Like most parents, I live in fear of the day I have to explain PRETTY WOMAN to my daughter.
If my 5yo’s teacher can’t read the Thank You card he writes, that’s on her.
Basically.
“You’re going out with that boy again? He’s no good.”
“Relax, grandma.”
*furiously knits a condom*
“Grandma, that’s not how it works.”
[2000 years ago]
jesus: merry christmas
stranger: what?
jesus: just say it back i’m trying to start a thing
I’m just your average mom, trying to convince my kids that 4:45pm is indeed their bedtime, because I’ve had enough of their shit for one day
I will buy anything that is endorsed by a celebrity from the 70’s/80s. That’s why I have a reverse mortgage even though I live in an apartment.

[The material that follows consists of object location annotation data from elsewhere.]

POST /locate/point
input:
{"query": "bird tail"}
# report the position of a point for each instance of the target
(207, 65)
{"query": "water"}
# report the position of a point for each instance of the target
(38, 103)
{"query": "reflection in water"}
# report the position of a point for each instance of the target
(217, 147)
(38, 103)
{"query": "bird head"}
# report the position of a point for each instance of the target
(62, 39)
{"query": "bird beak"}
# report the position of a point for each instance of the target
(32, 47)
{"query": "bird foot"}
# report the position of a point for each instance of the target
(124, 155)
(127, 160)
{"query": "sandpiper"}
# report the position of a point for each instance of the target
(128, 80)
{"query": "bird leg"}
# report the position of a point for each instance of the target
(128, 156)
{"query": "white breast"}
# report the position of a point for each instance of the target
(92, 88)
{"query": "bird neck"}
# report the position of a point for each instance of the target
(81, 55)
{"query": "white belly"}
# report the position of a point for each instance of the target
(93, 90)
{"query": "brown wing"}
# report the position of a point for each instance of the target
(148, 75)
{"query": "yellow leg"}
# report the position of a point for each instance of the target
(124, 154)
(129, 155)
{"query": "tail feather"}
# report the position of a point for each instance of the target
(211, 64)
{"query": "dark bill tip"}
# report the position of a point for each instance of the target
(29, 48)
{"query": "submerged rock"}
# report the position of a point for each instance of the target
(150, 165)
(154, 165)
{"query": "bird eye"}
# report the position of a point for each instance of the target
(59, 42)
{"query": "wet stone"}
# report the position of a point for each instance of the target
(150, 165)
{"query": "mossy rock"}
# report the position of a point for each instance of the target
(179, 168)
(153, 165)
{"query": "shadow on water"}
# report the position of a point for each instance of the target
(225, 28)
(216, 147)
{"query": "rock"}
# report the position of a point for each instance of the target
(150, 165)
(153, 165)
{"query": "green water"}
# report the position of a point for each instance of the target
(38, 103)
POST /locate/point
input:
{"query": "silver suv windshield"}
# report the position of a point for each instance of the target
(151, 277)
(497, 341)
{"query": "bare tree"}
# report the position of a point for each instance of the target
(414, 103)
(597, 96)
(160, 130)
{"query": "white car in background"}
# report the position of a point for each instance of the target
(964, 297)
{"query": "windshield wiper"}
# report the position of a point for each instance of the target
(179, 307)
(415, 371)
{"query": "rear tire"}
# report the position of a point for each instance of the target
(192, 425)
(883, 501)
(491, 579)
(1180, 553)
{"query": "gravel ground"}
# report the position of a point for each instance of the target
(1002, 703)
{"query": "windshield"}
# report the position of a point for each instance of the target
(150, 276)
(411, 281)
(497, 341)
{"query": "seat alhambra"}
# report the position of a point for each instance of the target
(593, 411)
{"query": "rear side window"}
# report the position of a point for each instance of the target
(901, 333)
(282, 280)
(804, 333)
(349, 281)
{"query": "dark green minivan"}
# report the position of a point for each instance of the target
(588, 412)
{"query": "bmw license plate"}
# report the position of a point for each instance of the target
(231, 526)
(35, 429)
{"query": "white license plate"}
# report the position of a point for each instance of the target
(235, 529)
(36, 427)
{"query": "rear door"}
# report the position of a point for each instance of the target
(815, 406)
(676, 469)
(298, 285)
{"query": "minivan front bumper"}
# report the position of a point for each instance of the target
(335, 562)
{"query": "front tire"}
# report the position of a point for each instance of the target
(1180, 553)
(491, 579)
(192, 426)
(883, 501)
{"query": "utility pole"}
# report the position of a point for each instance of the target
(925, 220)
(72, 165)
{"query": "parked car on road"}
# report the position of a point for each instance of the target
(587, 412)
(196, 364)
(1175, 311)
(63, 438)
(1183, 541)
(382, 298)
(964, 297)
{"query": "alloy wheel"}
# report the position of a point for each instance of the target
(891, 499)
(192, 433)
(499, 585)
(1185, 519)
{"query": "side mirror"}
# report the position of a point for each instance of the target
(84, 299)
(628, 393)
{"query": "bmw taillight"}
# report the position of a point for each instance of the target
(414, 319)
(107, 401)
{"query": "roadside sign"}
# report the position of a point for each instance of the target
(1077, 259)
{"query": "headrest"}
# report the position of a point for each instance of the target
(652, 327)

Overheard a baby crying in the grocery store the other day so I went over and joined him. I get it little dude, life is hard
There was a time I thought Radiohead was saying “I’m a creep, I’m a widow” and one day I heard someone sing the right word and well, only a freakin’ weirdo would think widow makes sense there, right.
A LOT of men have told me “if neither of us is married by the time we’re 40…” and let me tell you, I’m just over one year away from cashing in big time
If Kraft singles are so good then why are they still single?